The Affordable Care Act (ACA) will affect nursing homes in a positive way and, if successful, curb the rate of abuse in these facilities. According to Families USA, the ACA will establish important programs, committees, and grants that will increase the effectiveness of the long-term care workforce and care. These numerous establishments aim to:

Improve the long-term facility workforce through:
  • Increasing the size of the long-term care workforce to meet the needs of long-term care residents.
  • Understanding and analyzing workforce supply and demand.
  • Encouraging people to enter the long-term care workforce.
  • Curbing the long-term care workforce’s staff turnover rate through retention efforts.
  • Improve the quality of staff training by educating staff about demanding resident conditions, such as dementia; proper ethics; the importance of reporting staff abuses of residentsm identifying signs of elder abuse and identifying administrative abuse.
Improve elder care by:
  • Increasing the at-home care and decreasing long-term care facility usage; at-home care is less expensive to state and federal governments
  • Increasing the knowledge of caregivers by providing resources concerning finances, care, etc.
  • Increasing consumer knowledge of nursing home facility deficiencies and staffing levels.
  • Improving long-term facility environments.
Decrease elder abuse through:
  • Increasing resources to increase how quickly elder abuse cases are investigated.
  • Establishing quality staffs through mandatory nationwide staff background checks and education.

Amber Paley, Blogger/Writer
Nursing Home Abuse.net


  1. Dementia care homes Kent
    The Cost-effective Care Act (ACA) will impact breastfeeding features in a optimistic way and, if effective, restrain the rate of mistreatment in these facilities.I wanted to thank you for this great read!!

  2. I would understand why many resort to taking care of their elders at home because of the increasing number of inefficient and incompetent nursing homes. Now I know why it takes years for my buddies to look for a reputable nursing home.

  3. I think the incompetence of some nursing homes lead our elders to think ahead and plan to stay on retirement communities Long Island instead. They'd rather be on themselves than to have someone who only works for money.

  4. A nursing home told my mom that the Affordable Care Act only allows them to keep 5 spots for people Medicare. So if my grandmother enters their nursing home with her own funds, but runs out of money, she could be kicked out of the nursing home if all 5 Medicare spots are taken. Is that really a provision of the ACA or is this person lying?

    1. Dear ShanBot - Thanks for your question. We are researching it and will get back to you soon.

      Stephani Becker
      Project Director, Illinois Health Matters

    2. Dear ShanBot,

      It doesn’t sound like you are getting accurate information from the nursing home. For one: Medicare does not pay for long-term nursing stays. It does pay for short-term rehab stays after an acute in-patient hospital stay. Should someone ‘run out of’ their own funds while staying in a nursing home, then they would probably qualify for Medicaid and Medicaid could pick up the bill (if they meet level of care eligibility).

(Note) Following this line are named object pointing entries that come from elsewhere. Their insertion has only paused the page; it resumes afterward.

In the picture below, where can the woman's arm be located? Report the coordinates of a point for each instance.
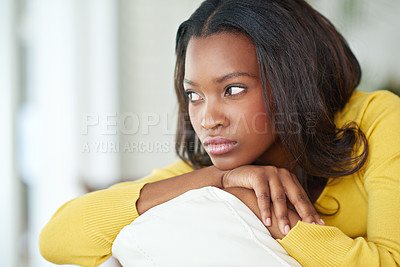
(249, 198)
(83, 230)
(314, 245)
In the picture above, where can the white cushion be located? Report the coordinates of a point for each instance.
(202, 227)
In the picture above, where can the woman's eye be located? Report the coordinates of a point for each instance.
(193, 97)
(234, 90)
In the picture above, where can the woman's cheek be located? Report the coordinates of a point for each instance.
(195, 119)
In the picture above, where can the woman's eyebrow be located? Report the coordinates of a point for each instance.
(225, 77)
(233, 75)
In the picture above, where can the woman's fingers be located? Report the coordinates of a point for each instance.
(278, 197)
(298, 197)
(264, 203)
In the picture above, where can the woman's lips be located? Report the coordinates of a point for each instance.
(218, 145)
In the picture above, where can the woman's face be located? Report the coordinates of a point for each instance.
(226, 106)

      It’s possible the nursing home, in so many words, is telling you they don’t want Medicaid patients (due to low reimbursement). But as far as the Affordable Care Act goes, there is no restriction on it.

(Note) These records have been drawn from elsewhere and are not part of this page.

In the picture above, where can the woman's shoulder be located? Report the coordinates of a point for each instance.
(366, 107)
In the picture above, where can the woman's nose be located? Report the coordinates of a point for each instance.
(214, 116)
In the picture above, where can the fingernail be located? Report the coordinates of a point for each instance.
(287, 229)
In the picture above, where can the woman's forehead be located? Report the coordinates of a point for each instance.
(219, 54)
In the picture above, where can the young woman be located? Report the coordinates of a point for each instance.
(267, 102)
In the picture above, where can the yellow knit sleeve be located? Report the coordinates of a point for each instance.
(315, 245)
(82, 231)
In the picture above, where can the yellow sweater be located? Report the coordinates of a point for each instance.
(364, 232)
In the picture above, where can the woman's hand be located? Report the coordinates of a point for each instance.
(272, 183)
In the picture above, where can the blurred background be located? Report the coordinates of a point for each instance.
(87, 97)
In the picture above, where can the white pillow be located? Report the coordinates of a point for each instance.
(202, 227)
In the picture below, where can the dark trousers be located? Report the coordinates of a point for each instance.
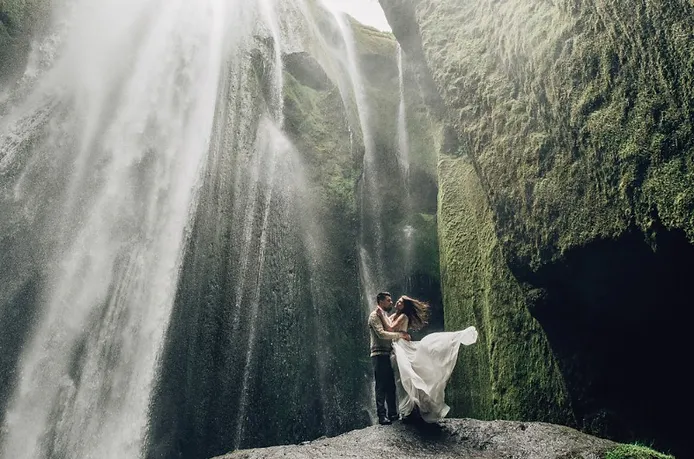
(385, 386)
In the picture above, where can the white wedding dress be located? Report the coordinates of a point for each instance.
(423, 368)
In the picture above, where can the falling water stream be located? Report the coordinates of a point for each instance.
(141, 156)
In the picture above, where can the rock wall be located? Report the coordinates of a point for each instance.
(576, 119)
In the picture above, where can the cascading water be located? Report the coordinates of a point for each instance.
(404, 162)
(177, 284)
(372, 253)
(105, 171)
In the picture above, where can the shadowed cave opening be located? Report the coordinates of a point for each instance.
(618, 315)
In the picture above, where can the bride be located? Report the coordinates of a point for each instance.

      We would recommend that you contact your local Area Agency on Aging (AAA). It sounds like you could benefit from a program called long term care “Options Counseling”. Here is a website where you can find the AAA in your area: http://www.cbrx.il.gov/aging/2aaa/aaa-main.htm.

      Please let me know if you have any concerns or questions.

      Stephani Becker

  5. Nursing Home Transparency Act explains the health care reform legislative package. And centers for Medicare and Medicaid services will required to collect and report data on the care workforce as well as turnover and long term care insurance cost estimate.